La cultura occidentale ha iniziato il percorso con i Greci ed il loro concetto di hybris e con i Romani, con l’enfasi sull’homo faber. L’avvento del Cristianesimo ha portato un cambiamento profondo in questa linearità che continuò nel Medioevo, affiancando alla responsabilità del custode l’amore verso il creato.

Medioevo

Nel Medioevo iniziò il percorso di trasformazione del rapporto, da timoroso e riverente a dominativo. Dal XVI secolo le scoperte scientifiche e tecnologiche trasformarono la natura in una risorsa da sfruttare e sottomettere allo sviluppo, aprendo la strada alla contemporaneità.
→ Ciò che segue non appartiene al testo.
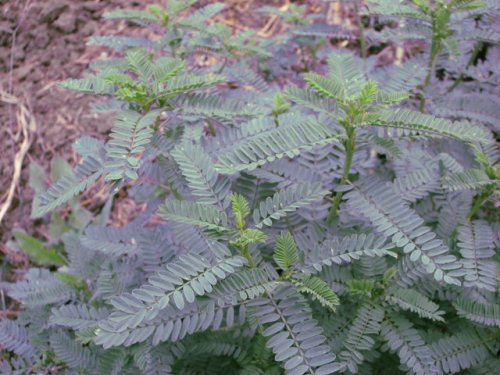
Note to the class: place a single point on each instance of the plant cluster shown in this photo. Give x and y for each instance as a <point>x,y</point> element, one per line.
<point>339,218</point>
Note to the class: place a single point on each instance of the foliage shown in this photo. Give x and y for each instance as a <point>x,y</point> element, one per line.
<point>344,223</point>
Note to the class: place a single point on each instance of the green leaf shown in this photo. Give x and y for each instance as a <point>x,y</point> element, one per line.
<point>37,253</point>
<point>368,94</point>
<point>75,281</point>
<point>319,290</point>
<point>286,253</point>
<point>250,236</point>
<point>241,209</point>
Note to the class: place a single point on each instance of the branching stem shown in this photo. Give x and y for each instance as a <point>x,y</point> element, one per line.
<point>350,146</point>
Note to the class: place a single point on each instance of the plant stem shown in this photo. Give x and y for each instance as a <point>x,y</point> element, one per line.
<point>350,145</point>
<point>361,27</point>
<point>246,253</point>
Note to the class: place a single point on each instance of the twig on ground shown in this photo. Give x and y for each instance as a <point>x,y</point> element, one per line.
<point>27,124</point>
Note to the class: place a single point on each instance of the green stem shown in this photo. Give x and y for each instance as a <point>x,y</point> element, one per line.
<point>350,145</point>
<point>245,251</point>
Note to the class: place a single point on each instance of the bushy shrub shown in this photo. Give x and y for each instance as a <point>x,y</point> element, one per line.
<point>343,223</point>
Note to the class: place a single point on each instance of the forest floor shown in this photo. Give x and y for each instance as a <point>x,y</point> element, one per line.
<point>43,42</point>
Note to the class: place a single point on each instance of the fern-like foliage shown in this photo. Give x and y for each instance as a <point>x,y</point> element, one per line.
<point>483,313</point>
<point>378,202</point>
<point>287,200</point>
<point>194,214</point>
<point>201,176</point>
<point>264,147</point>
<point>293,335</point>
<point>477,249</point>
<point>404,339</point>
<point>301,210</point>
<point>367,322</point>
<point>460,351</point>
<point>346,250</point>
<point>415,302</point>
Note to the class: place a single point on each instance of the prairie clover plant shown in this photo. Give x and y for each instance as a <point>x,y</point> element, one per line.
<point>344,223</point>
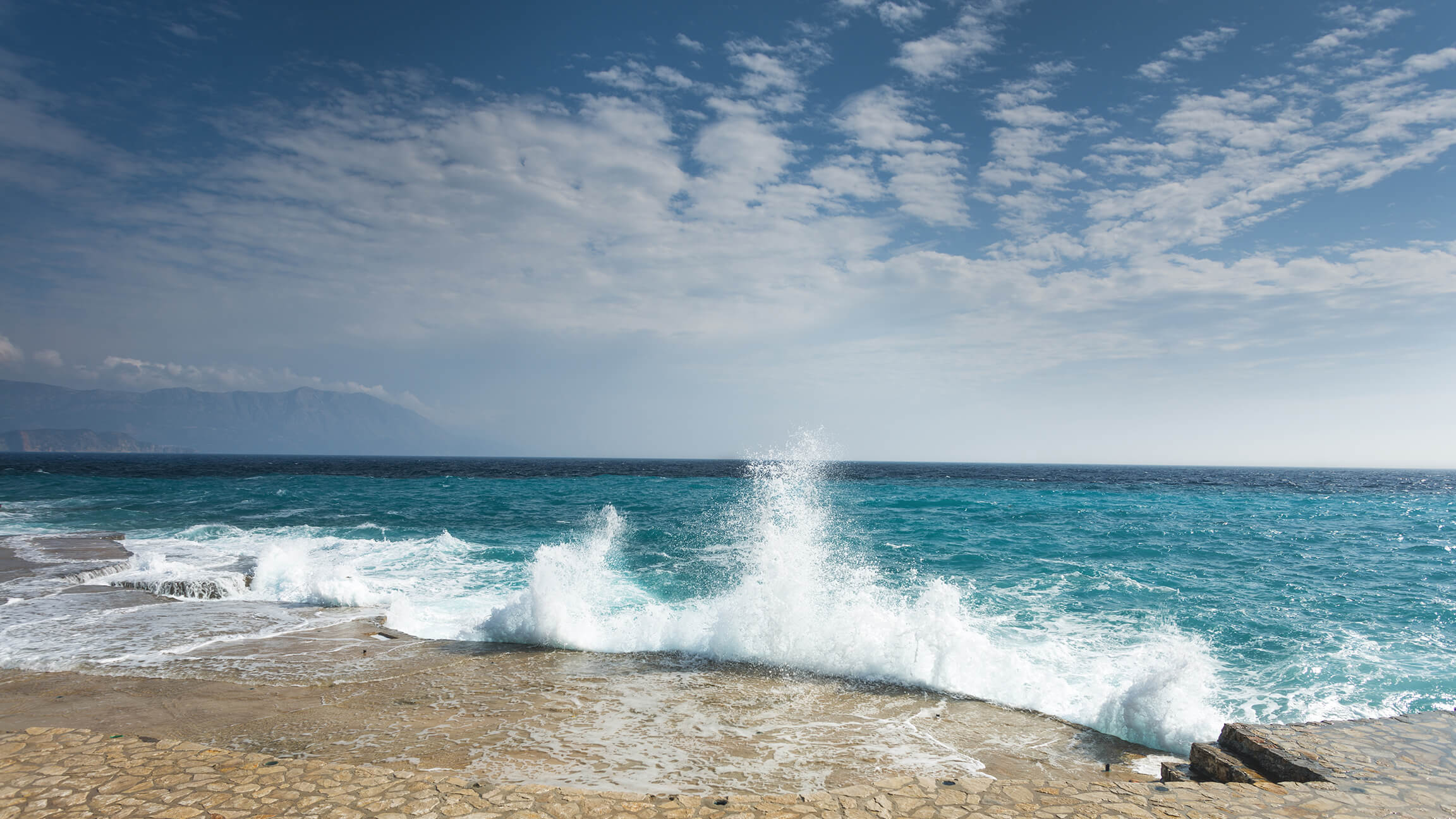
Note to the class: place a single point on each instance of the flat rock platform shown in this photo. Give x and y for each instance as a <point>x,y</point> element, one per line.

Questa scelta culturale è stata contrastata da una narrazione alternativa e anti-scientifica dal Romanticismo con la riscoperta della natura e della sua sacralità. Ma in questo percorso rimane ancora inascoltata la voce del custode responsabile che ama la natura perché parte di essa, senza venerarla come una divinità. Perché venerando la natura e odiando l’essere umano, si apre la strada a posizioni anti-umane che non aiuteranno a costruire un mondo migliore. Esse alimenteranno solo una nuova ideologia “sviluppista”.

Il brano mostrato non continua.